Sánchez muda gestão da crise de Ceuta
- Após quase um mês de críticas, Pedro Sánchez decidiu reformular a gestão da crise de Ceuta com um mando único e um plano econômico, decisão tomada durante o último fim de semana.
- Milhares de imigrantes continuam nas ruas de Ceuta em condições de superlotação, dormindo ao relento, com a crise ainda longe de estar resolvida.
- Os detalhes operacionais do novo mando único e do plano econômico não foram divulgados, mantendo incerteza sobre os efeitos práticos das medidas anunciadas.

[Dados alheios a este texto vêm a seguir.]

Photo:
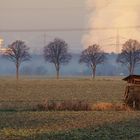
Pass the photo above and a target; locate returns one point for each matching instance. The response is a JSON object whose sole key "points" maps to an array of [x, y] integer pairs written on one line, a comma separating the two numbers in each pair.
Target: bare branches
{"points": [[130, 55], [92, 56], [56, 52], [18, 53]]}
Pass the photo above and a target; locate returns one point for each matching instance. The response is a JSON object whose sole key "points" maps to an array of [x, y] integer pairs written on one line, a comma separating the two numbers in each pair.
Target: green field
{"points": [[17, 121]]}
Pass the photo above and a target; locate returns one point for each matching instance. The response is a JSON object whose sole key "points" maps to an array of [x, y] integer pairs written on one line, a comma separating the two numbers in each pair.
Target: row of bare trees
{"points": [[56, 52]]}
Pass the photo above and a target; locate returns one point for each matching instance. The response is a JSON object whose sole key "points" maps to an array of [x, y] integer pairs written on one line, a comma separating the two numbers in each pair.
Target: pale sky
{"points": [[37, 14], [50, 14]]}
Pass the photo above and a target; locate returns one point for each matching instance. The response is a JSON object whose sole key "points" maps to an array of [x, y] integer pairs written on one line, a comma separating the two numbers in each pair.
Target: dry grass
{"points": [[104, 106], [67, 105], [27, 93]]}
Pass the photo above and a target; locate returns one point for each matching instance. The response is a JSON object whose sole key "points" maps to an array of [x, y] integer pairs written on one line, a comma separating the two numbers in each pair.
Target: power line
{"points": [[70, 29]]}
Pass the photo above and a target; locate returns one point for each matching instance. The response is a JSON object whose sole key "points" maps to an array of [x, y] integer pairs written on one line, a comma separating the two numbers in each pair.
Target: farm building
{"points": [[132, 91]]}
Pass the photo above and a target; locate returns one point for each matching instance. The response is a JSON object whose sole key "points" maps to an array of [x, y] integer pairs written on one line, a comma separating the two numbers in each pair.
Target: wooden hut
{"points": [[132, 91]]}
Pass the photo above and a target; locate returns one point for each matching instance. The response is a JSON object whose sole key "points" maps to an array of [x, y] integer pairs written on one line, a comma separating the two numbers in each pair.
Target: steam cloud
{"points": [[112, 13]]}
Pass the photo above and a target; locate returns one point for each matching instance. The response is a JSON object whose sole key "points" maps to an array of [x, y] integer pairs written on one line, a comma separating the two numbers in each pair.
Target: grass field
{"points": [[18, 123]]}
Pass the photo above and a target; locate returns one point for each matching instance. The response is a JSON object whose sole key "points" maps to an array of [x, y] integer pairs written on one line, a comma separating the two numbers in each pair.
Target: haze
{"points": [[52, 14]]}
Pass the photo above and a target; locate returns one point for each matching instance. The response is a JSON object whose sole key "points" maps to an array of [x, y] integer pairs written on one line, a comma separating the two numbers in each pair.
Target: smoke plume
{"points": [[112, 13]]}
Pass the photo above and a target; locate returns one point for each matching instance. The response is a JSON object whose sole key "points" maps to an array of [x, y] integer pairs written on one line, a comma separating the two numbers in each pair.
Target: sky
{"points": [[59, 14]]}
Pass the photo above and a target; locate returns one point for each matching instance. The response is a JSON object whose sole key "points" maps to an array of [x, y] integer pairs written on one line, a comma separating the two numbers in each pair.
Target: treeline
{"points": [[56, 52]]}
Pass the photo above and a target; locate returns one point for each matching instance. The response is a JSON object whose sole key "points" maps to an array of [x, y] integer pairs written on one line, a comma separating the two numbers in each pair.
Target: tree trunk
{"points": [[57, 71], [17, 71], [93, 72]]}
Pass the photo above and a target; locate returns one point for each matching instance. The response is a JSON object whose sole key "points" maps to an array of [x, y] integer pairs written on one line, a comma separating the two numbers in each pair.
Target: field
{"points": [[18, 121]]}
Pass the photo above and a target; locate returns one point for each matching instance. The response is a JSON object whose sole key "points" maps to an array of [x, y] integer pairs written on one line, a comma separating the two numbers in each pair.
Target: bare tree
{"points": [[92, 56], [18, 53], [56, 52], [130, 55]]}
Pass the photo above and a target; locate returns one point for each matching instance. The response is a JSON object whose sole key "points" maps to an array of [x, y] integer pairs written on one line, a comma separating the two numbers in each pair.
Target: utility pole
{"points": [[117, 41]]}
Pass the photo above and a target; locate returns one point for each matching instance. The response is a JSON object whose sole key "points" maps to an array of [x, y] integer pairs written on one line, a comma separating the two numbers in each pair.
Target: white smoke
{"points": [[112, 13]]}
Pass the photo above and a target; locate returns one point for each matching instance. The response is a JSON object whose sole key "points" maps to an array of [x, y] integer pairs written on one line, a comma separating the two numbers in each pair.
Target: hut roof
{"points": [[131, 77]]}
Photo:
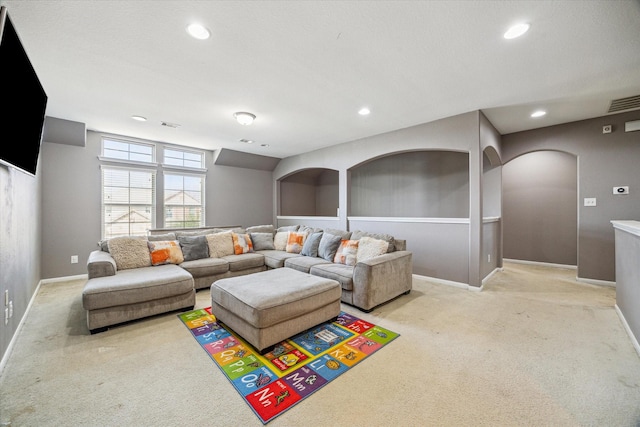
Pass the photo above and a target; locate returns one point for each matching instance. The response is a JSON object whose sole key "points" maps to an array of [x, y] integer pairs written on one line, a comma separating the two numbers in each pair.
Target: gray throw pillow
{"points": [[194, 247], [262, 241], [328, 246], [310, 247]]}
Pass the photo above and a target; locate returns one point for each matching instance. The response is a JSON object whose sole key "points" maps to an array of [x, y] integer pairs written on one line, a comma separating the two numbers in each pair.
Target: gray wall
{"points": [[540, 191], [416, 184], [449, 250], [604, 161], [20, 214], [72, 196]]}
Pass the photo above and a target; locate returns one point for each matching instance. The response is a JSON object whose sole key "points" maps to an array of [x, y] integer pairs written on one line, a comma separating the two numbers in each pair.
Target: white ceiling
{"points": [[305, 68]]}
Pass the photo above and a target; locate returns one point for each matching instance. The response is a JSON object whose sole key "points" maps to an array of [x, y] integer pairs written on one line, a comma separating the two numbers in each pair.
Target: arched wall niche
{"points": [[309, 192], [418, 183], [540, 192]]}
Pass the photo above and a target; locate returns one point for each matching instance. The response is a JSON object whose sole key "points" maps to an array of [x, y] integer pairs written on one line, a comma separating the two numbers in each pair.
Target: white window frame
{"points": [[177, 165], [132, 226]]}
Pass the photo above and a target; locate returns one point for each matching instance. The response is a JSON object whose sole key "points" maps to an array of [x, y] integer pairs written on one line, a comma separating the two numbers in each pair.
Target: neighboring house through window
{"points": [[129, 188]]}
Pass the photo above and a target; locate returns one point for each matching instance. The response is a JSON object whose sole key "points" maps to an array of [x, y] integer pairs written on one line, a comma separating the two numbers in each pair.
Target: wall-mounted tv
{"points": [[23, 102]]}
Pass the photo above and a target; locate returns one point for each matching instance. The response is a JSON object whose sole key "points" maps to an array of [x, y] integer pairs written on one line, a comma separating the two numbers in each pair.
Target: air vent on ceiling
{"points": [[170, 125], [622, 104]]}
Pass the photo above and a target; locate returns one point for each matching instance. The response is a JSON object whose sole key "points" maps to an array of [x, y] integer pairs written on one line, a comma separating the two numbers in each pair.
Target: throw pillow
{"points": [[370, 247], [242, 243], [347, 252], [261, 229], [129, 252], [280, 240], [194, 247], [328, 246], [161, 237], [165, 252], [310, 247], [262, 241], [220, 244], [295, 241]]}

Depois de quase um mês a absorver críticas contundentes pela gestão da crise migratória em Ceuta, Pedro Sánchez decidiu, ao longo do último fim de semana, mudar de abordagem: o governo espanhol passará a operar com um mando único e um plano econômico específico para a situação na cidade autônoma.
Uma crise longe de estar resolvida
A decisão surge enquanto a situação no terreno permanece grave. Milhares de imigrantes continuam a perambular pelas ruas de Ceuta, dormindo ao relento em condições de superlotação. O cenário — praticamente inalterado desde o início da crise — é o principal combustível das críticas que o executivo tem enfrentado, tanto da oposição quanto de setores da própria base de apoio ao governo. Como analisado em reportagem anterior sobre os alertas sanitários e a tensão diplomática gerada pela crise, as consequências humanitárias e políticas acumularam-se sem resposta estruturada por parte de Madrid.

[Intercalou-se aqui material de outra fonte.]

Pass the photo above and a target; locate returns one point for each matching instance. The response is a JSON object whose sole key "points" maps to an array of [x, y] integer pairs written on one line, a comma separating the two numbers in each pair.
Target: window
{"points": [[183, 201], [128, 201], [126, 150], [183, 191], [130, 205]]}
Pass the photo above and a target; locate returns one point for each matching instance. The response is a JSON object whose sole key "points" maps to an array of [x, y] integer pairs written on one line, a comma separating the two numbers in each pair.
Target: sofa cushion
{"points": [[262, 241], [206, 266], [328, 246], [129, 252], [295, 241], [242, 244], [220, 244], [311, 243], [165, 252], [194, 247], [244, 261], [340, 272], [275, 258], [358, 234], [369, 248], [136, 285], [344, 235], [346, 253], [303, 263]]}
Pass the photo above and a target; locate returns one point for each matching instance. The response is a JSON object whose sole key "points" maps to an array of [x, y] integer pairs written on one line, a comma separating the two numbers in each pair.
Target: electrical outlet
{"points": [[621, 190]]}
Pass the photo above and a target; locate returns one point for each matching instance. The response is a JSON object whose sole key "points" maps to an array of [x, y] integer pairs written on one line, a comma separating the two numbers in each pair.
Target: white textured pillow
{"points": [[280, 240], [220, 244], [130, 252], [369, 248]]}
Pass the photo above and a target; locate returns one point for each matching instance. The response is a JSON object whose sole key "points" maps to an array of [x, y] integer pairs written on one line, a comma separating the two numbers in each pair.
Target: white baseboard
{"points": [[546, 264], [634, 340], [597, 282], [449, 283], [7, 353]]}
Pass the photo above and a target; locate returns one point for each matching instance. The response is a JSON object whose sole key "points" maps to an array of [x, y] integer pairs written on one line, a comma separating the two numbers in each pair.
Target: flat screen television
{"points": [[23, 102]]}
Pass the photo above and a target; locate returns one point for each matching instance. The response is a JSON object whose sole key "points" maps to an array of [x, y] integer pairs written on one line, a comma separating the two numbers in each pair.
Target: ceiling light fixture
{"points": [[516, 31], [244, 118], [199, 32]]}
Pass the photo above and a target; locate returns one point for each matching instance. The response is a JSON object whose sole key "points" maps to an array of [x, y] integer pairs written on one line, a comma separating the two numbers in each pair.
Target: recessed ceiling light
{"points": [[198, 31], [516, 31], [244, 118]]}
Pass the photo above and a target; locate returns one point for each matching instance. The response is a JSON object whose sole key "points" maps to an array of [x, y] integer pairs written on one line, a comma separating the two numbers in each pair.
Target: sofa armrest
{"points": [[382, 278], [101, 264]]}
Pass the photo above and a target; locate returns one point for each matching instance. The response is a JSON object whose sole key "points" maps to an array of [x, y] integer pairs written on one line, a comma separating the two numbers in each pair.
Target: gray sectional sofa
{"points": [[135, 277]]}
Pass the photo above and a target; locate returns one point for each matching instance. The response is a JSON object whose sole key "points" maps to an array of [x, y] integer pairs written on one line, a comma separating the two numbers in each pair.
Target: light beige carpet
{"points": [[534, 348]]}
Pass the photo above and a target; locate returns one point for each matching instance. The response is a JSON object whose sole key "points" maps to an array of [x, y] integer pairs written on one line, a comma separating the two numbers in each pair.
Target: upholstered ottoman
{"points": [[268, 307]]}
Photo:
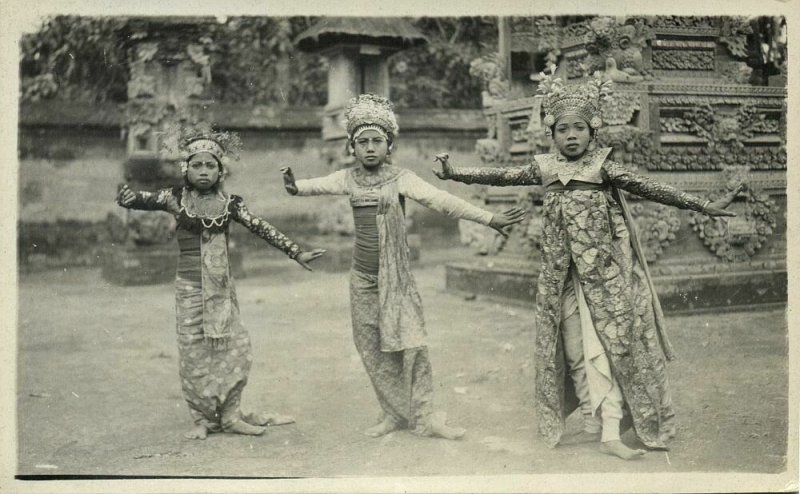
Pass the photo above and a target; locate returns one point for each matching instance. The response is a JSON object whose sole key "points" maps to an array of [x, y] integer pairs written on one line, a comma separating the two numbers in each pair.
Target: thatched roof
{"points": [[386, 31]]}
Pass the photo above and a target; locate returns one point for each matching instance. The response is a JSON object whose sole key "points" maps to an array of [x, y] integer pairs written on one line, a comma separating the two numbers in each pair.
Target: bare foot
{"points": [[386, 426], [196, 432], [242, 427], [580, 438], [618, 449], [265, 418], [669, 433]]}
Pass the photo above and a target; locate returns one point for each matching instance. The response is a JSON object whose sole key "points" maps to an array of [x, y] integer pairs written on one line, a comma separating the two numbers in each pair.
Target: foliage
{"points": [[437, 74], [256, 61], [73, 57]]}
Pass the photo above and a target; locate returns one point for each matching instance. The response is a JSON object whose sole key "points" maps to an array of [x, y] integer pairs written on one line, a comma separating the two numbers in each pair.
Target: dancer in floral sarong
{"points": [[214, 347], [388, 326]]}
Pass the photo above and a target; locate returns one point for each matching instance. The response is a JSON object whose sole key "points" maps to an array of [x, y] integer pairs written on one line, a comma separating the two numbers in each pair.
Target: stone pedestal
{"points": [[683, 114]]}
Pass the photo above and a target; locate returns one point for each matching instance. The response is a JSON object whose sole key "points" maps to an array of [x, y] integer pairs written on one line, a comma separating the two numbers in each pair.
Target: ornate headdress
{"points": [[370, 111], [184, 142], [583, 100]]}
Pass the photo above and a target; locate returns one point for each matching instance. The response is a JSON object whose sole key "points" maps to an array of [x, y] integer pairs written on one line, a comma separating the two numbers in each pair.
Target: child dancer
{"points": [[214, 347], [388, 326], [596, 307]]}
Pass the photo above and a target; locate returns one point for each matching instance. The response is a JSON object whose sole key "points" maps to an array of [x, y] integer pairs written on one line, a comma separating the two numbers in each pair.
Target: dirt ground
{"points": [[98, 391]]}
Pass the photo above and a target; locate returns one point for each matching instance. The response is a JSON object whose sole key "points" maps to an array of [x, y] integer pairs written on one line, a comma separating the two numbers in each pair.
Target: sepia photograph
{"points": [[527, 249]]}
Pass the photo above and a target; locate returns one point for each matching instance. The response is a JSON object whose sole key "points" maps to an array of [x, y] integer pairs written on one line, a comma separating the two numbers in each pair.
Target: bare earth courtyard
{"points": [[98, 390]]}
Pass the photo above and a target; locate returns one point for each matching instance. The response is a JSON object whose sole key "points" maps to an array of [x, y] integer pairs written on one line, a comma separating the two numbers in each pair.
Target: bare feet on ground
{"points": [[581, 437], [384, 427], [196, 432], [266, 418], [242, 427], [618, 449]]}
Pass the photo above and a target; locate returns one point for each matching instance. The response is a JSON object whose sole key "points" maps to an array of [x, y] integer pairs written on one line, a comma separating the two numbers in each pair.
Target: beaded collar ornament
{"points": [[370, 111], [583, 100]]}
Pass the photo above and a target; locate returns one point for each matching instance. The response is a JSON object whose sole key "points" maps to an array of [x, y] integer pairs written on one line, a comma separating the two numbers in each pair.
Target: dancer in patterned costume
{"points": [[597, 314], [388, 326], [214, 347]]}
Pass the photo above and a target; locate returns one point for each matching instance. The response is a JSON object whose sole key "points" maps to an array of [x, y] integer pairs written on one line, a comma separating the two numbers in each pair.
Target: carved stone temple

Consultas no núcleo de confiança
Antes de anunciar a mudança de rumo, Sánchez reuniu-se repetidamente com os ministros mais diretamente afetados e com seu círculo de maior confiança. A dinâmica de consultas intensas, segundo o que foi apurado, estendeu-se por todo o período da crise — sem que, até agora, tivesse resultado numa reformulação clara da cadeia de comando. O novo modelo de mando único visa, precisamente, corrigir essa fragmentação na resposta governamental. A mudança ocorre num momento em que a agenda política de Sánchez para o último ano de legislatura já acumula pressões em múltiplas frentes.

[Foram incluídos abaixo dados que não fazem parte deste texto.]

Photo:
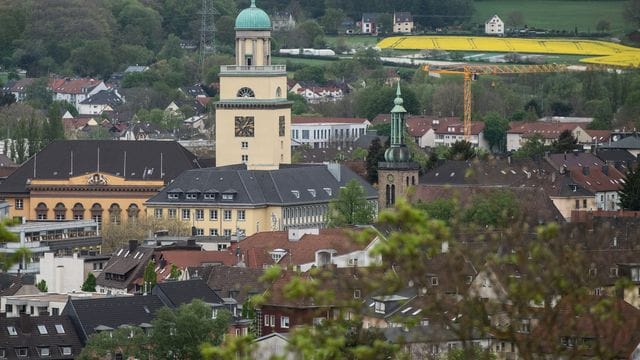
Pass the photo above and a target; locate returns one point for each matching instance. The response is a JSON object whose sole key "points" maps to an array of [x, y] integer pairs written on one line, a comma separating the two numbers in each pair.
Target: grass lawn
{"points": [[556, 15]]}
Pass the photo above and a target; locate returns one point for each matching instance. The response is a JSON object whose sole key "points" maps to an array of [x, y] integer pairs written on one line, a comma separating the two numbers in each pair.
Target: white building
{"points": [[318, 132], [494, 26]]}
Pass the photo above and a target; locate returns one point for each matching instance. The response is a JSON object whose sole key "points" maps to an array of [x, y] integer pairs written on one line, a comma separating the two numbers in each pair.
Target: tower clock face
{"points": [[245, 126]]}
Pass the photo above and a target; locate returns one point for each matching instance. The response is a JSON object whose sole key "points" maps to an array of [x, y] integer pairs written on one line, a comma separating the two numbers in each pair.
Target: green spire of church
{"points": [[398, 151]]}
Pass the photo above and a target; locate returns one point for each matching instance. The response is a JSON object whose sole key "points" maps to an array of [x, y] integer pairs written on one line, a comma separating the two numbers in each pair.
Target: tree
{"points": [[495, 131], [90, 283], [630, 192], [374, 156], [42, 286], [179, 333], [350, 207], [566, 142]]}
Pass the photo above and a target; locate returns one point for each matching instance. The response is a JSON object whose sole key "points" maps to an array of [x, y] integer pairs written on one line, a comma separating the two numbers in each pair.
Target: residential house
{"points": [[281, 314], [402, 22], [65, 274], [283, 21], [18, 88], [307, 248], [494, 26], [49, 337], [75, 90], [102, 180], [592, 174], [318, 132], [235, 201], [369, 23], [520, 131], [41, 304], [449, 131], [90, 316], [100, 102]]}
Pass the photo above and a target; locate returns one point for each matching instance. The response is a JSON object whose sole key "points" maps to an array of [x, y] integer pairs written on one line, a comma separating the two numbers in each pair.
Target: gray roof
{"points": [[291, 185], [629, 142]]}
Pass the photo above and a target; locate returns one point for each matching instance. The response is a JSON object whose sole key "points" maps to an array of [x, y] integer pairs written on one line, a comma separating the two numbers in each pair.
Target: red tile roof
{"points": [[257, 247], [337, 120]]}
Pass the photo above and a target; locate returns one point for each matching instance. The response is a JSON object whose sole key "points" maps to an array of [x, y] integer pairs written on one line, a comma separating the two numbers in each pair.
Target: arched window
{"points": [[41, 211], [114, 213], [245, 92], [60, 212], [133, 211], [78, 211], [96, 213]]}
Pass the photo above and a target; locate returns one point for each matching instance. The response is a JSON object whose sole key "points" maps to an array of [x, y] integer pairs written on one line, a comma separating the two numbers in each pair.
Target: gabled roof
{"points": [[287, 185], [176, 293], [34, 333], [112, 312], [258, 247], [150, 160], [104, 97]]}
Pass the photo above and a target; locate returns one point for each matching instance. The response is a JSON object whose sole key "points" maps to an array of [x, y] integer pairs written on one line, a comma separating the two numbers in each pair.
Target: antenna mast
{"points": [[207, 32]]}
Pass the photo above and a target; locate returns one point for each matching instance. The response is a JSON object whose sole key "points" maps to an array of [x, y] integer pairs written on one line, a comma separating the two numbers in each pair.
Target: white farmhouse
{"points": [[494, 26]]}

O que ainda permanece incerto
Os detalhes concretos do plano econômico e do funcionamento do mando único não foram divulgados no anúncio inicial. Permanece em aberto como essas medidas serão operacionalizadas e em que prazo poderão produzir efeitos visíveis para os milhares de pessoas que vivem em condições precárias nas ruas de Ceuta. A crise, que já expôs fragilidades estruturais do Estado espanhol, segue sem perspectiva clara de resolução a curto prazo.